By: Hannah Murray, Guest Commentator
From THE BEACON
Have you ever wondered who is behind those words on the page? Literature is meant to be an intimate conversation between the author and reader, but what if you actually got to ask those questions up close and personal? Questions like: Why did you use such interesting line breaks on page 45? What was your inspiration behind this book? How did you get into writing poetry? For many, these thoughts are simply a tool to dive into the literature but for some lucky ones, Monday was an opportunity to ask these burning questions. Wayne Miller, the author of several esteemed works including The City, Our City, The Book of Props, and Only the Senses Sleep,was on campus this past weekend and on Monday gave an inspired reading of his past works as well as a sneak peek into his current project.
In preparation for Miller’s arrival, Dr.
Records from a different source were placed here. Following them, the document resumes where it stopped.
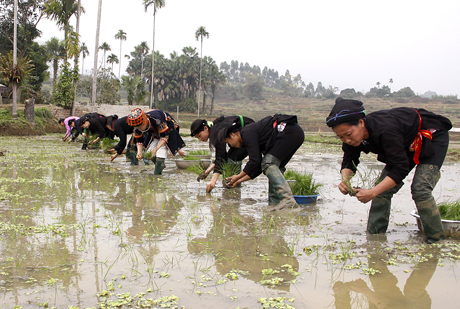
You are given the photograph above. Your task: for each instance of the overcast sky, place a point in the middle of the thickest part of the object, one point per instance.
(346, 44)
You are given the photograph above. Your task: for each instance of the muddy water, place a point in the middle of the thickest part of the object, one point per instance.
(78, 230)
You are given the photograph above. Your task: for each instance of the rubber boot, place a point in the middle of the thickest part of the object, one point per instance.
(425, 179)
(159, 166)
(279, 191)
(379, 214)
(85, 141)
(131, 154)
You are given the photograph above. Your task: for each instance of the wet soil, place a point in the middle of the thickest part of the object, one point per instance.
(77, 229)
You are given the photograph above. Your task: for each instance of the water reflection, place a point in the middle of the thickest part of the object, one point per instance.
(238, 243)
(382, 291)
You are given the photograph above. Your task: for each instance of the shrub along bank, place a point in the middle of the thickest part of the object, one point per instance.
(44, 123)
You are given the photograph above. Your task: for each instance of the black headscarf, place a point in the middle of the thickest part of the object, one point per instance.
(345, 110)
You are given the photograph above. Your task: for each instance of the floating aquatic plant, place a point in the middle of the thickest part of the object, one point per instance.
(450, 210)
(200, 152)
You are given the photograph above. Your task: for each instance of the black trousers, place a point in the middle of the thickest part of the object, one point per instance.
(287, 142)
Asarnow’s Contemporary American Poetry class read The City, Our City and spent a week discussing the intricate, often abstract topics Miller presents. The first stop on his journey at UP was for a question and answer session in our class. As a sophomore, this was my first experience having a direct conversation with such a successful, distinguished author. Later that afternoon, the English Department hosted a small dinner which included 8 students from Contemporary American Poetry, Dr. Asarnow, and Wayne Miller at St. John’s greatest pub: McMenamin’s. Over Cajun tater tots, Miller told us about his views on Poetic translation and how they can be the greatest tool to examining language. He told us everything from the journal that’s always present in his back pocket to his literate fluency in Albanian all the way to his aversion to tomatoes.
One of the greatest insights Wayne shared with us was that when writing, it is important to listen to what the words are trying to show you. By listening, you may end up with something much greater than what you set out to do. Lastly, and what I think to be most important, he spoke of one of his favorite poets, W.H. Auden, and told us about his favorite ideal: “A poet is, before anything else, a person who is passionately in love with language.” I hope that Wayne inspired many during his reading, but if nothing else, it was an evening full of laughs.